A start on a handmade table of gates, represented in C-like syntax is at http://jercos.dyndns.org/~jercos/256gates.txt (I'm not quite done, only about half-way through as of writing this...)

I figured that this would make a decent basis for a esoteric language that wouldn't be too hard to implement, as I'm not all that great of a coder :P

so, on to TFS itself. TFS, as the name implies, uses 256 different gates, represented by 8 bits. There are three single-byte registers, all of which are passed to any operation, A, B, and C. three more bits address the destination, A (000), B(001), C(010), or the tape (011 for the current cell, 100 moves the tape backwards one bit before writing, 101 moves the tape forward one bit before writing, 110 and 111 do the same for whole bytes).

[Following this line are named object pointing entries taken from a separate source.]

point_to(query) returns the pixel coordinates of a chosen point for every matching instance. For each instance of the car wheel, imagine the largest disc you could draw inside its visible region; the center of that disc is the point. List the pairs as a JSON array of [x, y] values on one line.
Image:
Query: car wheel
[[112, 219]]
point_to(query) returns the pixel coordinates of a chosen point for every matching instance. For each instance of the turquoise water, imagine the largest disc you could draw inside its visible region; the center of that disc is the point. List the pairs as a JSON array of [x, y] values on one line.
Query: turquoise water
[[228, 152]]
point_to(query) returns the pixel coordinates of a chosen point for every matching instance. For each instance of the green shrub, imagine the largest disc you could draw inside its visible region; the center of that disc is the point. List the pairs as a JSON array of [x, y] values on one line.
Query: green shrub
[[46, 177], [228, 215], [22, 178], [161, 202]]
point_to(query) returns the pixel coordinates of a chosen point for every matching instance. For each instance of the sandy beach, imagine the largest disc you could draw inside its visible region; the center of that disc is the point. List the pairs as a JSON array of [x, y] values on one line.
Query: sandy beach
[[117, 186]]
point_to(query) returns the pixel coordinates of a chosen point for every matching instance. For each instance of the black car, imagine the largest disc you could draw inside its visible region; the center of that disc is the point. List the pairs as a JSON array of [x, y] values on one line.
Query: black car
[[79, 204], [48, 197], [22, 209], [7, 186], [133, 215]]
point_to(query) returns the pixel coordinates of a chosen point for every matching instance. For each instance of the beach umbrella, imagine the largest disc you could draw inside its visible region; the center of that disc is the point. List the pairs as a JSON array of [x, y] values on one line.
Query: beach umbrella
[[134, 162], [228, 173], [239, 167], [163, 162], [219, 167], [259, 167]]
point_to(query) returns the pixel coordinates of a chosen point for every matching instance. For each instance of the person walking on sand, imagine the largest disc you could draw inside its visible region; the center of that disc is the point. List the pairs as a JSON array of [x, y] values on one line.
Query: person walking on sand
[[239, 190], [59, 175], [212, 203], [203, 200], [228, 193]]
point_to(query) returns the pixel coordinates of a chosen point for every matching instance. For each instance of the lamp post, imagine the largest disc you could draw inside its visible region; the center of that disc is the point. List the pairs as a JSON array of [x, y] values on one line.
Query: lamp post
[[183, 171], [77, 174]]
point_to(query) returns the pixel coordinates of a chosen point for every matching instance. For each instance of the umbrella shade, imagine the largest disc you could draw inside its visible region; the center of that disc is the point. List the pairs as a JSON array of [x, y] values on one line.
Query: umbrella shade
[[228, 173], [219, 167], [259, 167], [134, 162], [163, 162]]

The tape is a (theoretically) unlimited string of bits, and any operation on the tape saves the old value of the tape in register A after the operation completes (e.g., A for the operation is the old A, A for the *next* operation is the value of the tape before the previous operation. if that doesn't make sense, tmp=*tape;*tape=operation(A,B,C);A=tmp). I added this after I realized there was no way to do bit shifts, and thus, addition, without some kind of shift register. also, tapes of memory and turning completeness seem to be close cousins, so, ya know...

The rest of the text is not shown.